Furthermore, differences were observed between leukemias with recurrent molecular subtypes (Table S3). The expression of SOX2 was higher in leukemias with CBF rearrangements. Likewise, FUT4 levels were higher in AML with CBF rearrangements but not in promyelocytic leukemias. Finally, there was no association between POU5F1 and NANOG expression and any molecular or cytogenetic subtype.

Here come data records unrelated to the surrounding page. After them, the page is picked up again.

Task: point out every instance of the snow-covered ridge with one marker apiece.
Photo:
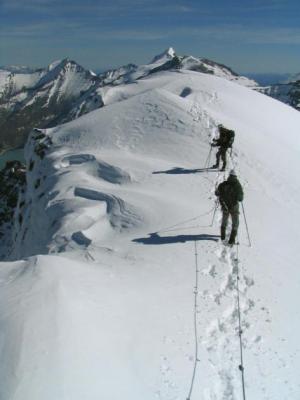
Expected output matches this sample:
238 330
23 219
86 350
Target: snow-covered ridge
65 90
106 286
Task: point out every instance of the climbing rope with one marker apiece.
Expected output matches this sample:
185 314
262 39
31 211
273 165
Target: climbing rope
170 228
240 330
196 358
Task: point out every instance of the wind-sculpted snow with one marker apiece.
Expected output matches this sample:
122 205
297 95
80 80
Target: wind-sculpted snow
114 203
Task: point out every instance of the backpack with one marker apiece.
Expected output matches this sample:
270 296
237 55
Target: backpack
226 136
229 194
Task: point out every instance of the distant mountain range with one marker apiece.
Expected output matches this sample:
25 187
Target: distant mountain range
65 90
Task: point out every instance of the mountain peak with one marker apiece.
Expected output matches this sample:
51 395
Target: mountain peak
167 54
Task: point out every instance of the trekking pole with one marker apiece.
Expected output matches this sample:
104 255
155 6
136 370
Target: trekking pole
215 210
246 224
208 159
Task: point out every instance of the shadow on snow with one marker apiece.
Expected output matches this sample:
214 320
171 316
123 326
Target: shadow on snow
154 238
178 170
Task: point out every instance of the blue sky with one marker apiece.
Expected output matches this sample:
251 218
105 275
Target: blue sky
249 36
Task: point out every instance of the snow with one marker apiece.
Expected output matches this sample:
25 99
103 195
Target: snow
97 300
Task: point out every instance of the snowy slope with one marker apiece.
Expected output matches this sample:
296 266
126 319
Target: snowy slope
99 302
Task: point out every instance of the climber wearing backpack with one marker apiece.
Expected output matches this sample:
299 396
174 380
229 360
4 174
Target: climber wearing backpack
225 141
230 193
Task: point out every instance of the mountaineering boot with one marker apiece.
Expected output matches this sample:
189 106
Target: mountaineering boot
223 233
232 237
223 167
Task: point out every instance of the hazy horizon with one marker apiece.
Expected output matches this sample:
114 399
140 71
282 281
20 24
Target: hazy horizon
261 36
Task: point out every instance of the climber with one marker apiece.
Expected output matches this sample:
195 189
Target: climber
230 193
225 141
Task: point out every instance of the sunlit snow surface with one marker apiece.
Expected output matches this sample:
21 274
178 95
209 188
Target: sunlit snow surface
99 304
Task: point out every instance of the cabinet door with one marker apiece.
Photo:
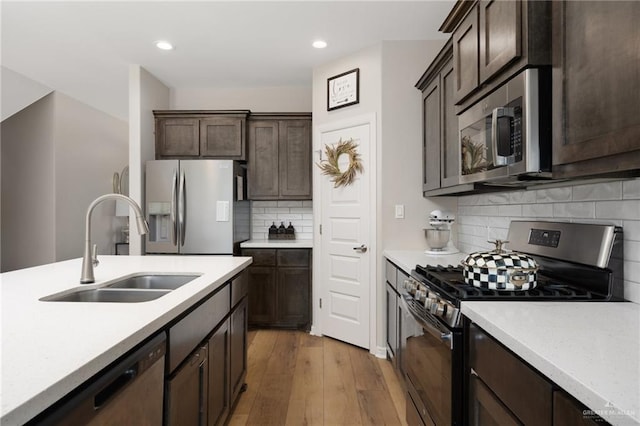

Correlations with biological characteristics

Correlations with other significant clinical or biological features were examined. There was no correlation between the level of any marker MFIR (in blasts or CD34⁺ cells or subsets) and age, sex, World Health Organization (WHO) subtype, white blood cell counts, and marrow blast percentages. There was no correlation also between the percentage of CD34⁺ cells and the expression of ESCA in CD45^low cells.

Prognosis

The prognostic value of ESCA expression was investigated in 69 patients treated by intensive chemotherapy. Overall, 29 patients aged 18–60 years were treated according to the GOELAMS AML 2006 IR protocol and²² 32 aged 61–75 years were treated according to GOELAMS LAM SA 2007 protocol. Eight patients with promyelocytic leukemias received the APL 2006 protocol.²³

CR was obtained in 100% (29/29) of younger patients and 59% (19/32) of older patients with non-promyelocytic leukemias and in 100% (8/8) of promyelocytic leukemias. This rate was not different according to the expression of any embryonic marker in CD34⁺ or CD45^low cells (considered as positive or negative). Overall survival was not different, except for SOX2 which was associated with a better prognosis in SOX2-positive patients (Figure 4).

Figure 4.

Kaplan–Meier survival analysis. Kaplan–Meier plot representing the overall survival for treated AML patients and the correlation between ESCA expression and survival (OCT4 (p = 0.8), NANOG (p = 0.2), SOX2 (p = 0.03), SSEA1 (p = 0.7), and SSEA3 (p = 0.2)). Patients with high antigen expression had longer survival time than those with low expression. For Kaplan–Meier plots, the log-rank test was applied. Solid lines were corresponding to 20% or more of positive cells and dashed lines were corresponding to less than 20% of positive cells.

Expression in remission

In total, 40 patients were studied after induction treatment. Regarding patients in CR, the levels of all ESCA markers, except SSEA3, were significantly different from those measured at diagnosis and were within the range of those observed in control marrows (Figure 5). The difference was particularly striking for OCT4, NANOG, and SOX2.

Figure 5.

Evaluation of ESCA expression by MFC during remission. Mean fluorescence intensity ratio of ESCA in leukemic CD34⁺CD38⁻CD90⁻ compartment by MFC (n = 40 patients in complete remission). The expression of ESCA was considered positive when MFIR was ≥2 and when 20% of cells at least expressed markers in the target population. Means were compared by Student’s t test (***p < 0.001).

Discussion

In this article, we show, on a large series of AML patients, that proteins usually found in embryonic stem cells and germ cell tumors are detected on the surface of or within leukemic cells. The reexpression of embryonic antigens has been previously shown in solid tumours.^24–26 Regarding hematological malignancies, fewer data are available, mainly in limited series of patients. The expression of OCT4, NANOG, and SOX2 has been investigated by qRT-PCR and immunofluorescence in leukemic cell lines. These transcription factors may be implicated in the pathogenesis of MLL/AF9 leukemias.²⁷ KLF overexpression has also been observed in hematological cancers (acute lymphoblastic leukemia, hairy cell leukemia, multiple myeloma).²⁸ Recently, Yin et al.²⁹ described a high expression of OCT4 by quantitative PCR (qPCR) in a series of 87 AML patients. By flow cytometry, we observed the expression of ESCA markers in all hematopoietic cell lines and in leukemic cells of most patients, regardless of the type of AML. OCT4 expression was higher in less differentiated leukemias, while SSEA1 levels were higher on more differentiated subtypes, which is consistent with the steady expression of this receptor along with myeloid differentiation, and on granulocytes. Gene expression was also assessed by qRT-PCR in cell lines and in some fresh leukemia samples with similar results. On the contrary, we found very low levels in normal hematopoietic cells.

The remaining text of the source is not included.